Many of his friends and family didn’t agree with that logic. In Nepal — as in most parts of the world — there’s quite a lot of stigma around mental illness.
That was eight years ago. Now 35-year-old Lamichhane is a mental health advocate, working to challenge the stigma around depression.
“People believe that depression is the result of personal weaknesses and the result of bad karma in a past life,” he says. Even worse, they don’t believe they can be helped, he says — so they don’t seek treatment.
The problem isn’t unique to Lamichhane’s community. An estimated 350 million people are affected by depression, and the vast majority of them don’t get treatment for their condition either due to stigma or a lack of knowledge, according to a study of more than 50,000 people in 21 countries. The study was led by Graham Thornicroft, a professor of psychiatry at King’s College London.
He and his team of researchers from King’s College London, Harvard Medical School and the World Health Organization found that in the poorest countries, one in 27 people with depression received minimally adequate care for their condition. Even in the richest countries, only one in five people with depression sought care. The data was published Thursday in The British Journal of Psychiatry.
The study also looks at how many people understand that they have a treatable condition — and how many are then actually able to get treatment. In Nigeria, for example, only a third of those with depression knew they had a problem and that something could be done done about it.

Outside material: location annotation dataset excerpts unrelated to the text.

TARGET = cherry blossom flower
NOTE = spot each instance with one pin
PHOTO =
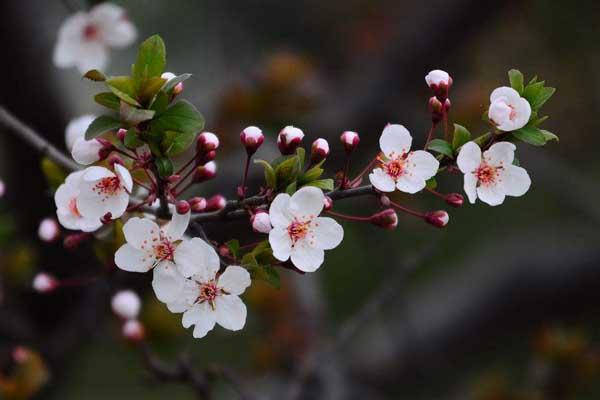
(76, 129)
(261, 222)
(150, 246)
(493, 176)
(400, 168)
(84, 37)
(86, 152)
(208, 299)
(102, 191)
(67, 210)
(508, 110)
(126, 304)
(298, 231)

What’s behind the stark numbers?
“There are really two key pieces of the puzzle,” says Brandon Kohrt, an assistant professor of psychiatry at Duke University who wasn’t involved in the recent study. The first issue, he says, is the lack of trained counselors, psychologists and psychiatrists all over the world. “But the second thing is there needs to be increased awareness that depression can be treated,” he says.
To tackle both issues, WHO launched its Mental Health Gap Action Programme back in 2008. In 2010, the program developed a basic training guide to help primary care providers recognize and treat common mental ailments.
“Once you manage to change the life of one person in a community, he or she can become an advocate,” Kohrt says — and can help educate family, friends and neighbors about depression.
That’s basically how things played out in Nepal with Jagannath Lamichhane. “My suffering actually started when I was 10 years old,” he says. But back then, “I wasn’t aware what was happening.”
He didn’t want to go to school and had trouble sleeping at night.
His mental state started affecting his physical health; he had constant headaches and often felt weak. But doctors couldn’t figure out what was wrong. His father then remembered an old friend who worked as a psychiatrist. “So with big hesitation and humiliation, we visited my father’s friend for an informal consultation.”
“I was lucky — my treatment was an exception,” Lamichhane says. His father’s friend provided talk therapy and medication. “For the majority of the public, it’s a real battle to get any help.”
That’s why, he became a mental health advocate. “My message for young people is, if you feel something is wrong within you — seek help.”